W tym uczestnicy cały człowiek. Wszystkie jego płaszczyzny. Cały czyta i cały słucha. Cały daje się porwać – nie uprowadzić, ale porwać jak do tańca, jak w tańcu. To nie przypadek, że liturgia Kościoła daje nam w tę niedzielę Słowa Bożego 1 List do Koryntian (12, 12-30)  przypominający o jedności ciała i ważności każdego członka w tymże.


Zawirowani nie zwariowani


Jeśli damy się porwać to zostaniemy „wciągnięci” w wir! Będziemy zawirowani, ale nie zwariowani. Chociaż na pewno szaleni. Bóg w swej nieskończonej miłości jest szalony! On szaleje za nami. Wiemy jak to funkcjonuje. Na początku zabawy jest mało ruchu, a jak się rozkręca to porywa innych.

Tutaj wyobrażam sobie, że słowo Boże jest jak trąba powietrza (cyklon). Porywa wszystko i wciąga do środka – do centrum, do serca. Nazywa się to okiem cyklonu. To taka strefa ciszy i bezchmurnego nieba. Nie trzeba się tam przebijać. Wystarczy poddać się tej trąbie powietrznej.

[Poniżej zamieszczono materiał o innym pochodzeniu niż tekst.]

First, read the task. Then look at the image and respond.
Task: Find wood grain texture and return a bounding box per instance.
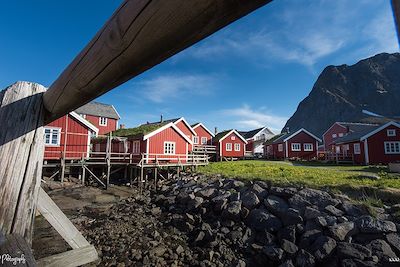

Ten cyklon ani niszczy ani zabija. To słowa życia. Żywe. Ożywiające. Ono pokrzepia dusze. Uczy mądrości. Raduje serce. Olśniewa oczy. Odpowiedzią na nie są słowa ust moich i myśli mego serca.


Tańczy się w parach


Dziś taniec jest rarytasem. W konkursach to już profesjonaliści występują i… wprawiają w onieśmielenie. W jakiś sposób odbierają ochotę do własnych podrygów. Na dodatek promuje się taniec pojedynczy. Sam ze sobą. Wyrażający siebie. Ale tam nie ma dialogu. Słowo zaś by wybrzmiało potrzebuje drugiego.

Być może znamy słowa tej piosenki (Budka Suflera): Siedzimy obok obojętni / wobec siebie jak turyści/ wystukując rytm/ Nie będzie tanga między nami / choćby nawet cud się ziścił /nie pomoże nic // Chociaż płyną ostre nuty /w żyłach płonie krew/nigdy żadne z nas do tańca/ nie poderwie się// Bo do tanga trzeba dwojga/ zgodnych ciał i chętnych serc/ bo do tanga trzeba dwojga/ tak ten świat złożony jest

Razem słuchamy i razem dajemy się porwać, choć wiadomo, że każdy inaczej. Dać się porwać i układać opowiadanie o zdarzeniach, które się dokonały pośród nas. Badać dokładnie wszystko od pierwszych chwil i opisać. Wsłuchać się w Słowo, które do mnie mówi, wchodzi w dialog i utkwić w Nim wzrok. I uwierzyć, że dziś spełniły się te słowa Pisma, które słyszeliście.